2.4. Cross-Consistent Learning Module

In order to empower the feature encoder to extract stable features of person images, it is proposed to game different sets of samples crossed with classifiers equipped with specific knowledge. Firstly, the person image samples were randomly divided into two parts according to camera views; assuming that the dataset samples come from cameras with N views, one group contains [N/2] camera samples with one viewpoint and the other group contains N-[N/2] camera samples with one viewpoint down, where [ ] denotes the downward rounding function.
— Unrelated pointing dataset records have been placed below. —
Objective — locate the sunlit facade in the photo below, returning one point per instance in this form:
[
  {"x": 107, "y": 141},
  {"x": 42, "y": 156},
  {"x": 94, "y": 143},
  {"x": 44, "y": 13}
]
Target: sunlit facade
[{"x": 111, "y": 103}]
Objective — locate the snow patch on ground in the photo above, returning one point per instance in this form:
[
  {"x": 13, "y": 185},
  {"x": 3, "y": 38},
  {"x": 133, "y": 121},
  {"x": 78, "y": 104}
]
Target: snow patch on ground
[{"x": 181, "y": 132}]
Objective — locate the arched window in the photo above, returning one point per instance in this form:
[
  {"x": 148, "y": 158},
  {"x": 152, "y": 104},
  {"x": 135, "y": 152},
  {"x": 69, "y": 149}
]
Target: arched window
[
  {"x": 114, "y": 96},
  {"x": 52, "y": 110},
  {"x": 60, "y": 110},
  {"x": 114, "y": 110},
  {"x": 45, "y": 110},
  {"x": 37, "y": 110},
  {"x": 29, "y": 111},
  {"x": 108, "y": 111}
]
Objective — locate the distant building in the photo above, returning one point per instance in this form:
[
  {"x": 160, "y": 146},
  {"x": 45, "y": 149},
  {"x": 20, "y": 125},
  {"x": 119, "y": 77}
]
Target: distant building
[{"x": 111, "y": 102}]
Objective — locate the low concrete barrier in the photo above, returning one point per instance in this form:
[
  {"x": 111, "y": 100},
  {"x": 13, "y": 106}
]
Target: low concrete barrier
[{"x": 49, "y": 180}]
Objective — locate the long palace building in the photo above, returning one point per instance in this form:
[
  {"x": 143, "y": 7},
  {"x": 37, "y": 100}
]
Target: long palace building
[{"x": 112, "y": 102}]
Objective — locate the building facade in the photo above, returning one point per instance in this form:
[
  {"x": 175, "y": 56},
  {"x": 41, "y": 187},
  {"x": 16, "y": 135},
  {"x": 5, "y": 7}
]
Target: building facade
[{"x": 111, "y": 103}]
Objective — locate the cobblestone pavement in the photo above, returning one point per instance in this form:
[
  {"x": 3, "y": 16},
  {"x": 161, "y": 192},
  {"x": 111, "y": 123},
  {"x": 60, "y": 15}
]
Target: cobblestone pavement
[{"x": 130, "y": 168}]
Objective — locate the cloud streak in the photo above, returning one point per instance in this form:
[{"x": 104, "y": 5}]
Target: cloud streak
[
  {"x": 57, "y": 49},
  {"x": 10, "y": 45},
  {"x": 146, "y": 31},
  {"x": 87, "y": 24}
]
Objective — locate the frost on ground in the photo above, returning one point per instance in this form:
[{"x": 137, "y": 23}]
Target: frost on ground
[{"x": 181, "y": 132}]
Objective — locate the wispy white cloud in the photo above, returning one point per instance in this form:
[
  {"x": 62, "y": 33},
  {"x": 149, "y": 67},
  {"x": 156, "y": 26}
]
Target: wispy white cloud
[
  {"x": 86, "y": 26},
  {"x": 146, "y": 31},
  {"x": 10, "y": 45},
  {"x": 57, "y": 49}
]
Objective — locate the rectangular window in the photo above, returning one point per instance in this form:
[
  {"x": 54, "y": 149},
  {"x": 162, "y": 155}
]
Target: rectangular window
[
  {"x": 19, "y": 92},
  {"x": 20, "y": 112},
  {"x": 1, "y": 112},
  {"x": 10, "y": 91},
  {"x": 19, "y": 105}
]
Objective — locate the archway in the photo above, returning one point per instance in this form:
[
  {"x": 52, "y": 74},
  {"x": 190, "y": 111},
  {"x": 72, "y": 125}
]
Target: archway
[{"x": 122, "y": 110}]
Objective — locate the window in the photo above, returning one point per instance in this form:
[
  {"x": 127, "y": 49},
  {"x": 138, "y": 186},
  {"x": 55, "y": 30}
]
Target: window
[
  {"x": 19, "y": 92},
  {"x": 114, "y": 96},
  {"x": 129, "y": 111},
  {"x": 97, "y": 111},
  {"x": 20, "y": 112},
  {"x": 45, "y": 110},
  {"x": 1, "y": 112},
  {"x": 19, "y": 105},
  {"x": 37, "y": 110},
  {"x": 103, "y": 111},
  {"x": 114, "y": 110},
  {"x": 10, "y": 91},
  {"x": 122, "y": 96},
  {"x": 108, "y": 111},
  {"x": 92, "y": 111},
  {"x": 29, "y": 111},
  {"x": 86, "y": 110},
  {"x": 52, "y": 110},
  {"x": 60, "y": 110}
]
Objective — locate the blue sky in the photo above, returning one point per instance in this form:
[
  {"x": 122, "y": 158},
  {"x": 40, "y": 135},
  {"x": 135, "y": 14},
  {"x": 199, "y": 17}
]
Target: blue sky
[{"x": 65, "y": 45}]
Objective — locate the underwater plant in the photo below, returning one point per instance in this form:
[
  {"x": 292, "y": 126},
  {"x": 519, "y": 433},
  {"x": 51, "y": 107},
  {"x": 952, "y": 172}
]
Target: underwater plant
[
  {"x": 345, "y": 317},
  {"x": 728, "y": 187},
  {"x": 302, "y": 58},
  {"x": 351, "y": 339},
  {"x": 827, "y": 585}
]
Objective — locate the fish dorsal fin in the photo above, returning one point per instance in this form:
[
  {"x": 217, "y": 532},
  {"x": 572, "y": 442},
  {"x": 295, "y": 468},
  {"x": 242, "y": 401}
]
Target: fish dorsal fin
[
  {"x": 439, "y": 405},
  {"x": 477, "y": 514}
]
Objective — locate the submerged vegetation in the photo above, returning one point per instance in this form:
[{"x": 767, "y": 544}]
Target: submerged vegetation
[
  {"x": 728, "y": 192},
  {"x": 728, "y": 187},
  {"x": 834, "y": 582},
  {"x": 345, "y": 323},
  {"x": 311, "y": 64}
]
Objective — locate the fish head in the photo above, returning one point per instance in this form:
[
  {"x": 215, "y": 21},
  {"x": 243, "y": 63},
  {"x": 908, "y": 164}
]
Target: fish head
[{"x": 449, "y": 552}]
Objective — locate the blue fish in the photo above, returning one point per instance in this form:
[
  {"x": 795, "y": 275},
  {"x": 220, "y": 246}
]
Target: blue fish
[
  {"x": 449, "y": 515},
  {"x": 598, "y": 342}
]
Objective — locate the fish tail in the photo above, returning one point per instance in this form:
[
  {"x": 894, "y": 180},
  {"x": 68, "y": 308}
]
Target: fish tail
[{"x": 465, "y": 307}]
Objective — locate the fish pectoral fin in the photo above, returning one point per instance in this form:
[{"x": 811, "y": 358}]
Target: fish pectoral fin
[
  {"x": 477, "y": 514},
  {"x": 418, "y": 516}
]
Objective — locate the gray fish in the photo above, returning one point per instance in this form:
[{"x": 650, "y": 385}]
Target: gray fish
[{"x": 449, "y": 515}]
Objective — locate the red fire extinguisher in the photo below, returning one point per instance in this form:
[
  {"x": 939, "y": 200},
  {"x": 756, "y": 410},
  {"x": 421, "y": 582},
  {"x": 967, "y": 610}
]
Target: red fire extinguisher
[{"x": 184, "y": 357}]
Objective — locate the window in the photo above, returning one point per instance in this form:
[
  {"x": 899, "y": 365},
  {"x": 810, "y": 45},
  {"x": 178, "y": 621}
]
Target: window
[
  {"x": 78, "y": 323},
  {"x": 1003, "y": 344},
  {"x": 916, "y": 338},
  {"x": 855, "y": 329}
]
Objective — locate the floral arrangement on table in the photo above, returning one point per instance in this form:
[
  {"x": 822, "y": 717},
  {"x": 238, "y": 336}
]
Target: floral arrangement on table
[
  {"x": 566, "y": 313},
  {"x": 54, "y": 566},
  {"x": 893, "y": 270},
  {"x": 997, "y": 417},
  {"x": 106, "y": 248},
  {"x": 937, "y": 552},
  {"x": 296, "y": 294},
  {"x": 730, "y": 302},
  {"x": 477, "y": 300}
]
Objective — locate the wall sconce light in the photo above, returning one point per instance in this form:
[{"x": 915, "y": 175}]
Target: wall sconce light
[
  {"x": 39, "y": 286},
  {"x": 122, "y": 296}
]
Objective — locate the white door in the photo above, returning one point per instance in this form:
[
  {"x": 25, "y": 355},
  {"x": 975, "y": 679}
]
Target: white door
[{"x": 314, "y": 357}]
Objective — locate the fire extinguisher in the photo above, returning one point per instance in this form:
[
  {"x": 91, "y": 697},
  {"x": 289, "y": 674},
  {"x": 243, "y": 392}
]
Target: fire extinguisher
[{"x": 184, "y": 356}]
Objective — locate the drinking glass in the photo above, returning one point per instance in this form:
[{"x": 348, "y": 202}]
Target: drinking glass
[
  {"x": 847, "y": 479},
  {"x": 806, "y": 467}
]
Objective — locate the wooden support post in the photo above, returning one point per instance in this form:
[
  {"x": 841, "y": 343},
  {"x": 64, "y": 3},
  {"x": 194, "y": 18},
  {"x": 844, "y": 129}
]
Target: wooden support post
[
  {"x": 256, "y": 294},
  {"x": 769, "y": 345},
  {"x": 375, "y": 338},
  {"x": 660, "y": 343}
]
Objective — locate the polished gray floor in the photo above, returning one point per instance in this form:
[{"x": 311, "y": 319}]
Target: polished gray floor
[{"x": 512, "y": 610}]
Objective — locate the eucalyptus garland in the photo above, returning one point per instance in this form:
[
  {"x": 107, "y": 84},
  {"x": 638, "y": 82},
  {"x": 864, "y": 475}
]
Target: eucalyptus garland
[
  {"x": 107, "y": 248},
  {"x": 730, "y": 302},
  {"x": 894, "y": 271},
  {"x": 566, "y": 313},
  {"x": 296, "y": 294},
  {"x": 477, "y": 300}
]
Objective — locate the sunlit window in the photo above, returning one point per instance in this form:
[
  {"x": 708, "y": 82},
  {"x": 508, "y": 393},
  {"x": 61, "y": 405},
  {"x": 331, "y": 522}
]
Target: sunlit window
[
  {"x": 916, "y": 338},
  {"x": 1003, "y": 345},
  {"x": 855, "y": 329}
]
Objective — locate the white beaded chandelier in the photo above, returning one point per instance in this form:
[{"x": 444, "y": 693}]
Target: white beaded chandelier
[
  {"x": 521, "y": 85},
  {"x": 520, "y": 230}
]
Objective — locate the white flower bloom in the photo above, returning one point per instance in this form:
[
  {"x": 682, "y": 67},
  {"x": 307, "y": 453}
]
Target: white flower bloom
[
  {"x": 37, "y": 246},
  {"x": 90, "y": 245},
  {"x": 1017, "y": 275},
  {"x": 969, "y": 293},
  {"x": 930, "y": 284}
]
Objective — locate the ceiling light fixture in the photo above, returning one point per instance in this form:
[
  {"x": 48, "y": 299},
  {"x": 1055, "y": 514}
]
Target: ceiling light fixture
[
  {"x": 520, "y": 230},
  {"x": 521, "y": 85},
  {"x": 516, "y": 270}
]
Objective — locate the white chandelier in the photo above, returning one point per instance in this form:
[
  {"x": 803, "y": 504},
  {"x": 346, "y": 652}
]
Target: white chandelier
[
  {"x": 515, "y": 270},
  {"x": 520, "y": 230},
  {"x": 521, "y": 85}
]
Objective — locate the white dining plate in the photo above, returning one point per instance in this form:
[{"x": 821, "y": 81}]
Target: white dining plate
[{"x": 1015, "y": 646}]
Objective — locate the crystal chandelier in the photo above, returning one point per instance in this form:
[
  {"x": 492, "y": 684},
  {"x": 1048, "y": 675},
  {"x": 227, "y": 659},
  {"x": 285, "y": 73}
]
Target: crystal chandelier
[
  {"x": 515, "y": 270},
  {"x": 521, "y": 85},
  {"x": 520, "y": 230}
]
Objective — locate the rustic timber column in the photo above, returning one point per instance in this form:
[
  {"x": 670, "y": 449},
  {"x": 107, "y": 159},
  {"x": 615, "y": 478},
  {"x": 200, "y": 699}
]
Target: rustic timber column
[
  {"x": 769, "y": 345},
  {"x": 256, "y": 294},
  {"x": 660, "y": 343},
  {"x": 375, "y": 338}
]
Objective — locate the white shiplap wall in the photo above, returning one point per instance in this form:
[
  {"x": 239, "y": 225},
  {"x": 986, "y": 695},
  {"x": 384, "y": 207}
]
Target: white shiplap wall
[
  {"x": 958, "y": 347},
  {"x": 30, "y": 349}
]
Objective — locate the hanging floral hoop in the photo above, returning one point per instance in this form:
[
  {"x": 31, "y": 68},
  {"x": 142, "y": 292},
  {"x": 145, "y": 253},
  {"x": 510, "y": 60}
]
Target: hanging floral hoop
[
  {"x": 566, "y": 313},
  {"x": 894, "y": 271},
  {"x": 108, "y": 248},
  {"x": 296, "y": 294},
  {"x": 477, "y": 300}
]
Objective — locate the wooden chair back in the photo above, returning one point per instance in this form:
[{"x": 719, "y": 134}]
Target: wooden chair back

Different camera views can be interpreted specifically as different camera angles. For example, the Market-1501 dataset has six cameras, which were randomly divided into two groups of three cameras each, and the DukeMTMC-ReID dataset has eight cameras, which were randomly divided into two groups of four cameras each.

As shown in Figure 5, a distinct classifier was trained for the feature vectors generated from person images from various sample groups. Given a person image feature vector f and crossing two distinct sets of classifiers, if the two distinct classifiers produce the same prediction, the network has successfully eliminated the impact of various camera perspective modifications.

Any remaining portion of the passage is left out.